Напоминание о Чернобесове вернуло Бурнашова к деревенской жизни. Простое надежное быванье на земле омрачилось. Капля дегтя, оказывается, не иссякла после отъезда сама собою, не померкла, но точила, портила весь вздвигнутый лад. Замкнутый деревенский мирок не собирался жить просто, как бы хотелось Алексею Федоровичу, свои страсти обуревали улицу и домогались до души Бурнашова, не оставляя ее в покое. Простить бы Чернобесова, и дело с концом? Да и простил ведь, давно простил, только для виду куражился, с намерением томил ближнего, чтобы унять его непонятную злобу; и оттого, что сразу не смог разрешить прю, сам в душе томился еще более. Всякое, даже самое крохотное дельце, требует завершения и не терпит двусмысленности: если и эдак, и так, то выйдет наперекосяк.
Пастух, словно бы догадываясь о муках писателя, в упор смотрел на него с насмешкою: для него и тут была своя крохотная радость отмщения непонятно за что.
«И посажу, чтобы неповадно было, – опомнясь, с убеждением сказал Бурнашов. – Я уж и заявление сделал». Сказал и тут же прикусил язык, выругал себя за настырность и неуступчивость. Темя ныло, голова напоминала о себе, нарушенная плоть настраивала на вражду, а сердцу хотелось мира и покоя. Что я за чудовище, откуда сыскался такой арап, прости господи? Деревня же возненавидит меня, если я засажу Чернобесова. Иль обрадуется и зауважает, коли подальше упрячу смутьяна?

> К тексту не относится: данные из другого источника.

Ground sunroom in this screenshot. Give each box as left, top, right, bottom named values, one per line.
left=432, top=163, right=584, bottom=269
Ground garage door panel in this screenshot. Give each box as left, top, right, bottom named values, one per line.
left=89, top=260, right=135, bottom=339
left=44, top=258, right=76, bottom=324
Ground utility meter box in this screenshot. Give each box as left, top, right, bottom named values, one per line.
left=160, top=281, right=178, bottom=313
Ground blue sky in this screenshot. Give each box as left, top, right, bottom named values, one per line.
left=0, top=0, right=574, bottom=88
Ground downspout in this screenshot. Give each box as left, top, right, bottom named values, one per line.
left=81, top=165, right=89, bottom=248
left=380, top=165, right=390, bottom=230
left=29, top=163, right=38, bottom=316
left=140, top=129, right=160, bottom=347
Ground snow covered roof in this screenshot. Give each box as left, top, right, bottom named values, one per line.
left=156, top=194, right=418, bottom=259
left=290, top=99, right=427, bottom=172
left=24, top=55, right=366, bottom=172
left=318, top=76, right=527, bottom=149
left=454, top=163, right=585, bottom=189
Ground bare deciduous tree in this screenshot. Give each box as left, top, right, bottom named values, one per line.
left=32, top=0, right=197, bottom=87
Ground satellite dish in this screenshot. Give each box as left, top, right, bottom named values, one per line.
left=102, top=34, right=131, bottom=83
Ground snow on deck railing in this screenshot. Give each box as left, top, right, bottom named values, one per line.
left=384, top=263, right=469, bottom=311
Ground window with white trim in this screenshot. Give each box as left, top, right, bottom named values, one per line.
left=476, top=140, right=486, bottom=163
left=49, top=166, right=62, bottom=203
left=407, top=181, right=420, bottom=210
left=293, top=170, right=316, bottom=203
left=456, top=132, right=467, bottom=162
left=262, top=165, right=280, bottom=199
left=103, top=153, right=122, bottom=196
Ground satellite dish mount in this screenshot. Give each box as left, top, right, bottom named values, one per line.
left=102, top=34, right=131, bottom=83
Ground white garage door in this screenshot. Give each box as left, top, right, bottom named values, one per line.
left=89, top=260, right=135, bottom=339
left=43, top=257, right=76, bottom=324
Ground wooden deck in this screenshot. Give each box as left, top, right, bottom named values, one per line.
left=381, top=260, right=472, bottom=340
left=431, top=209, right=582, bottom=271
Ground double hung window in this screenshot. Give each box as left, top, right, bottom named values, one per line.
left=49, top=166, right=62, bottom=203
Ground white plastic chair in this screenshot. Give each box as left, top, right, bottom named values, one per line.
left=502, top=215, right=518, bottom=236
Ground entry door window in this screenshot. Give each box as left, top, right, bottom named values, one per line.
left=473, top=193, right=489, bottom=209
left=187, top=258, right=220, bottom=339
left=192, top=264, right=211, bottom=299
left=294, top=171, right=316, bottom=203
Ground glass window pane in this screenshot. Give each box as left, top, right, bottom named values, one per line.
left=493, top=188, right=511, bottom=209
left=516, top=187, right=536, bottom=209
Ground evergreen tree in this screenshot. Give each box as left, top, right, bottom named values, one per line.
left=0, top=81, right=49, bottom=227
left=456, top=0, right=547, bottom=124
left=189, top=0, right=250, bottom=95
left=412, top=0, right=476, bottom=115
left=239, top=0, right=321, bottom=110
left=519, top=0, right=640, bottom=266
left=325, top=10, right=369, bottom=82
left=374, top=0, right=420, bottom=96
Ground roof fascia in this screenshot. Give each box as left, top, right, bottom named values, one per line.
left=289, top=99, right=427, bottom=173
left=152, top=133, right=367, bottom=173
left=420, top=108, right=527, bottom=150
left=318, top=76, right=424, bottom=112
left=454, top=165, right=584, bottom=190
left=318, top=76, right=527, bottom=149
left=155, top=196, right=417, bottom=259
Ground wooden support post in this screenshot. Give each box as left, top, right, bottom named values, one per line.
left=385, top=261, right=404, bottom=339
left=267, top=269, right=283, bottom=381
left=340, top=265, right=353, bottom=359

«Писатель, ты его туда, в турьму. Вот. Чтобы не за-бижал», – гугнил пастух, сверля Бурнашова зеленым нахальным глазом. «Молчи, лабуда, – замахнулся Гришаня. – Тресну по балде, – расколется как репка. Это по тебе дурдом плачет. Да и ты, Алексей Федорович, зря все это задумал. Прости человека – и дело с концом. Витька мучается, ты его на поступок столкнуть можешь. Он с испугу тогда звезданул. Думал, ты с наукой на него, вот и решился, дурачина».
Бурнашов ничего не ответил и решительно направился к деревне, принакрытой ветлами. Пустую говорильню вести, точно воду в ступе толочь. Сколько он не был дома? Наверное, целую вечность. Дом, изба, хоромины, имение, усадьба, вотчина, покои, желанный причал, прибегище после долгого пути. Есть ли что на свете надежнее и милее своего дома, на который уже никто не покусится? Дом мой – тын, заграда, крепость.